Jessie tried to set aside her surprise at such a sudden, late-night request to scour her memory for all her recollections about the island.

“Hunt,” Decker said urgently. “I need an answer fast. If you say no, I’ve got to scramble on this one.”

“That’s an hour’s boat ride, isn’t it?” Jessie said.

“We have a helicopter on standby. It can get you there in twenty minutes. Like I said, we’re already behind the eight ball on this. Can I count you in?”

“Can I pick my partner?” she asked.

“No partner,” he said sharply. “There’s not enough time. And remember, we’re pushing the ‘small footprint’ thing. Other than local law enforcement, you’ll be solo on this. Can I count on you?”

“I don’t even know what the case is,” she protested.
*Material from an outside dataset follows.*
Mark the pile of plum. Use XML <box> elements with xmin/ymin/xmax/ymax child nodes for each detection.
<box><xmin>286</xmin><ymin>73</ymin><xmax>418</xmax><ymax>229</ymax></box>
“I don’t know much either,” he admitted. “But I figured that since you’re on semester break, you had the time.”

“You’re keeping tabs on my school schedule?” she asked, slightly stunned.

“I keep tabs on everything, Ms. Hunt. You know that,” he told her. “Anyway, there’s a squad car waiting outside your place to get you to the heliport. I can tell you what I know on the drive over.”

Jessie looked over at Ryan, who had heard everything.

“Don’t say no for logistical reasons,” he said. “If you’re interested, go. I can make sure Hannah’s squared away. Hell, since it’s a weekend, she’ll probably sleep till noon anyway. Don’t worry. I’ve got things covered on the home front.”

She couldn’t help but feel a surge of adrenaline as she answered Decker.

“Tell the officers I’ll be outside in five minutes.”